Tested on scipy 0.13.3

@argriffing
Collaborator

There is a separate argument called maxfun that limits the number of function evaluations. Maybe the algorithm does not evaluate the function exactly once per iteration.

@jerkern

maxfun does solve the issue I was having, thanks!

If some algorithms more or less ignore the maxiter parameter the documenation could be clearer (if this really is the intent)

http://docs.scipy.org/doc/scipy/reference/generated/scipy.optimize.minimize.html#scipy.optimize.minimize

@ev-br
Collaborator

I don't think it's ignoring maxiter really.

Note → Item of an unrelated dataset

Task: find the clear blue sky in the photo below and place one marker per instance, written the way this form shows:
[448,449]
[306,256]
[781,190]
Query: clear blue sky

It's just what Alex said above: the number of function evaluations per iteration does not have to be exactly one. If you can think of a way of improving the docs in this regard, PRs are always welcome!

Closing the issue since this does not seem to be a bug.

@ev-br ev-br closed this
@jerkern

From my testing I could not see any effect at all when changing the max_iter argument, so I really think it is being ignored. It was a few weeks since i tested now, but as I remeber even with max_iter=1 it will make 100's of function calls.

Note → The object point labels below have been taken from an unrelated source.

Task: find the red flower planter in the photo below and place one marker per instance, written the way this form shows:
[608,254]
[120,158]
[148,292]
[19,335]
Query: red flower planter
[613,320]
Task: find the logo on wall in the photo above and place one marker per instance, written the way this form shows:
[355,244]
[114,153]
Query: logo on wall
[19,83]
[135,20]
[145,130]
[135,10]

But if the consensus is that it is working as expected the work-around using maxfun works for me, and if anyone else has problems with this in the future atleast a quick search should yield this discussion.

@pv
Owner
pv commented

Numerical differentiation evaluates the function nvars times per each iteration.
maxiter argument is working correctly.

@ev-br
Collaborator

Hmmm, let's see:

>>> from scipy.optimize import minimize
>>> def f(x):
...    return x*x -4.

Use a very bad initial guess and limit maxiter:

>>> minimize(fun=f, x0=[100.], method='l-bfgs-b', options={'maxiter': 1})
  status: 1
 success: False
    nfev: 18
     fun: array([-4.])
       x: array([ -2.20042311e-09])
 message: 'STOP: TOTAL NO. of ITERATIONS EXCEEDS LIMIT'
     jac: array([ 0.])
     nit: 2

Increase maxiter:

>>> minimize(fun=f, x0=[100.], method='l-bfgs-b', options={'maxiter': 5})
  status: 0
 success: True
    nfev: 18
     fun: array([-4.])
       x: array([ -2.20042311e-09])
 message: 'CONVERGENCE: NORM_OF_PROJECTED_GRADIENT_<=_PGTOL'
     jac: array([ 0.])
     nit: 3
@pv
Owner
pv commented

Ideally, maxiter would have a similar meaning across the different solvers.
I don't know if this is the case currently (likely, but could be checked).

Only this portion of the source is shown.